Shapiro, who is consistent with Sidecar in his efforts to “bring Tucson artisan concepts that have an emphasis on craft and health,” worked with partners Page Repp and Rick McClain of design firm Repp + McClain to fully remodel the corner space in what has been called one of Arizona’s oldest shopping complexes. The red brick has been whitewashed, giving the inside of the 1939 Josias Joesler building the smell of fresh paint. The concrete floors are newly stained; deep-buttoned, lime-green banquette benches line the walls underneath the large, south-facing windows; a large 3-D piece by artist Nick Georgiou decorates the space between the windows. The tables feature polished wood surfaces. Natural brown leather accents and warm pendulum lights give the otherwise-industrial space all of the charm of a cozy after-work escape.

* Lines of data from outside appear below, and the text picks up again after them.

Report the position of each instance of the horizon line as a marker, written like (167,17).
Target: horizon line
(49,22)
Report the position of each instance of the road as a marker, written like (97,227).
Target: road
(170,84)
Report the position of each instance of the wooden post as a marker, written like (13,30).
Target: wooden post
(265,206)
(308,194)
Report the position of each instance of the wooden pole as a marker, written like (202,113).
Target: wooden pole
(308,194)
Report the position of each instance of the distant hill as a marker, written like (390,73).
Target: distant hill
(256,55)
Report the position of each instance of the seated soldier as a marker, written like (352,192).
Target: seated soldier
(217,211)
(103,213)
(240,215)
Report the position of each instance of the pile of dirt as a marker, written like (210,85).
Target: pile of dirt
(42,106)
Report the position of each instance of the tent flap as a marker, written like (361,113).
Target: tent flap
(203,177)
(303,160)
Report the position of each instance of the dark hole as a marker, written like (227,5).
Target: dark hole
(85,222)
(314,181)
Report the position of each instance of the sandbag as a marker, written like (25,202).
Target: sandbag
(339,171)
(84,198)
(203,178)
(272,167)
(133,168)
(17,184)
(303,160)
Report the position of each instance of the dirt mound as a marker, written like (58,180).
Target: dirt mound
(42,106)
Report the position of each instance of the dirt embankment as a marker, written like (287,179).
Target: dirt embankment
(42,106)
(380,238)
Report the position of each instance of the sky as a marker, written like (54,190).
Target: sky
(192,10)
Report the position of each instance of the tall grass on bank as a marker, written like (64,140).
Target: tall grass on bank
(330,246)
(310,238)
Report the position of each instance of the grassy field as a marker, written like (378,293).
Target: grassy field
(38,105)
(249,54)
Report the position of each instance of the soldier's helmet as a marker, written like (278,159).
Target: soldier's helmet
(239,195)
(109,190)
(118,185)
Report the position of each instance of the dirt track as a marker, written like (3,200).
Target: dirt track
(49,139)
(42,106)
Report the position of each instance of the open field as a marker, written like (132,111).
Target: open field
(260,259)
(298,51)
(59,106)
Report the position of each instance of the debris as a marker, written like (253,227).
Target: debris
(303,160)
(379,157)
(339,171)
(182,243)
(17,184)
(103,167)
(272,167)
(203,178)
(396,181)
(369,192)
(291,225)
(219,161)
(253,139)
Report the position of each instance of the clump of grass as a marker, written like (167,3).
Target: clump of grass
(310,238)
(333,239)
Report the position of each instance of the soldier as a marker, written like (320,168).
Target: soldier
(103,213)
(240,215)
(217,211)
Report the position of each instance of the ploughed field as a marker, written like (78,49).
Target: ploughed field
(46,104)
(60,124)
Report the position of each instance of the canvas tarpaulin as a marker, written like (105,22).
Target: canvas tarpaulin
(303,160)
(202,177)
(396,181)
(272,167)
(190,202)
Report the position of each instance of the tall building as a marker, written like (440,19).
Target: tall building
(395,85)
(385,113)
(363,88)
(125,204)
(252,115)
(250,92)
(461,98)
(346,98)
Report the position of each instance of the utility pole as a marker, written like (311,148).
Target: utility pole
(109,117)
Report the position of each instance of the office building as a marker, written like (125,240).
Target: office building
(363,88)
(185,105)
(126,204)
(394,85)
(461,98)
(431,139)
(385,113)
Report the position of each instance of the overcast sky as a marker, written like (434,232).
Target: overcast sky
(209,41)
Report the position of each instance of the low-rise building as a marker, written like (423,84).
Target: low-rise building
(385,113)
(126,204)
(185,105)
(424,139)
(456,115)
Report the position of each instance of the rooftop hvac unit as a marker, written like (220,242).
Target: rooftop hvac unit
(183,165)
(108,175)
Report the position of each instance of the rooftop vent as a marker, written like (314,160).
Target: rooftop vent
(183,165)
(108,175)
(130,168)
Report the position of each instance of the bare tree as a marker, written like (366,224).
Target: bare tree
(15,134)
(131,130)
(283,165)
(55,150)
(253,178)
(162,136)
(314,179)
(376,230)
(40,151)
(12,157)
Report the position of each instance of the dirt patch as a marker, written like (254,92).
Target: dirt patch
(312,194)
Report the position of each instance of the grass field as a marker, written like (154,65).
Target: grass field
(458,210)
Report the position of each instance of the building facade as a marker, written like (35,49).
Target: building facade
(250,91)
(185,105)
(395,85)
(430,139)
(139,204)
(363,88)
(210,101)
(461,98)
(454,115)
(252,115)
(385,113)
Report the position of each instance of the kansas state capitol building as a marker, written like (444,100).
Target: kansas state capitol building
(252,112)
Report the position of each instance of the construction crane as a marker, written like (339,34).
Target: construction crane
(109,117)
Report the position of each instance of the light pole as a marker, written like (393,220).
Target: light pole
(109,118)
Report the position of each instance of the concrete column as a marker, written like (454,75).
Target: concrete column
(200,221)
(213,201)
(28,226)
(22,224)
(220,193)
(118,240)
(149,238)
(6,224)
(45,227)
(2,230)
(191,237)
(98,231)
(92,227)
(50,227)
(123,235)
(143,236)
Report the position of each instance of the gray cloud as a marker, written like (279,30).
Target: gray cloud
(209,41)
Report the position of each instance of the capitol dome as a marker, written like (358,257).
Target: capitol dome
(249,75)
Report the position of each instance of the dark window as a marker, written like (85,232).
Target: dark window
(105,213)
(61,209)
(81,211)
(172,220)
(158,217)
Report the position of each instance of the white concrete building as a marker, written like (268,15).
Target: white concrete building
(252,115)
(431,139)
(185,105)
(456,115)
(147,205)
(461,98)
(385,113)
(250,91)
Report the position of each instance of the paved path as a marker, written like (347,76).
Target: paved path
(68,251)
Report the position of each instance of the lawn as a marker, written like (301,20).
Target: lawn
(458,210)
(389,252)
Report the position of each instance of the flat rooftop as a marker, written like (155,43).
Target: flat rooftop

Shapiro lives nearby and commutes to Sidecar by way of a fixed-gear bicycle. According to Shapiro, all of his restaurants—which include popular smoothie stop Xoom Juice, Downtown coffee hub Sparkroot, and the wood-fired pizza joint, Falora (just two doors down from the new bar)—have been built on concepts that addressed the owner’s personal culinary cravings. Sidecar is Shapiro’s neighborhood bar, and it’s a place that he hopes mid-town Tucsonans will also “be able to call their own.”
Though it has all of the makings of a hip Downtown club, Sidecar’s intimate environment can only accommodate about 70 people at maximum capacity, including the tiny outdoor patio—an effect, Shapiro points out, that makes an afternoon at the bar feel “like you could be in your living room.”
Sidecar maintains a staff of only four to five, both in the lounge and behind the bar, lending a much tighter-knit vibe between the employees and their patrons, versus the high-octane pace of Downtown on a Friday night. Anable says he “appreciate(s) being able to take a little more time and be a little more patient” with each drink he mixes at Sidecar. The easier pace also means more opportunity to chat with his customers and provide them with a little bit of cocktail education during their experience, he says.
The opening week of operation brought with it a steady flow of customers; a promising start to the business’ first summer—a season which, due to the loss of about 50,000 UA students to their various hometowns, can make-or-break a new Tucson restaurant. But Shapiro’s goals for the space stretch far into the future, which is why he went for a “timeless” appeal when contemplating Sidecar’s aesthetic.
As for getting the word out, the presence of both Sidecar and Falora in a complex of shops that have traditionally been retail-only has meant plenty of media attention for the new watering hole. Other than that, Shapiro plans to keep his advertising efforts to a minimum, hoping that word-of-mouth alone will allow future patrons to “discover” the space for themselves. Those that wander in even by accident will surely not be disappointed.
In sentiments no doubt shared by his employer, Anable says of his position as (perhaps) Tucson’s most mindful cocktail master, “Knowing that everything you push across the bar has a reason for being there—that’s meaningful.” If social drinking can have a greater meaning than an hour-or-so of revelry, this is where you’ll find it.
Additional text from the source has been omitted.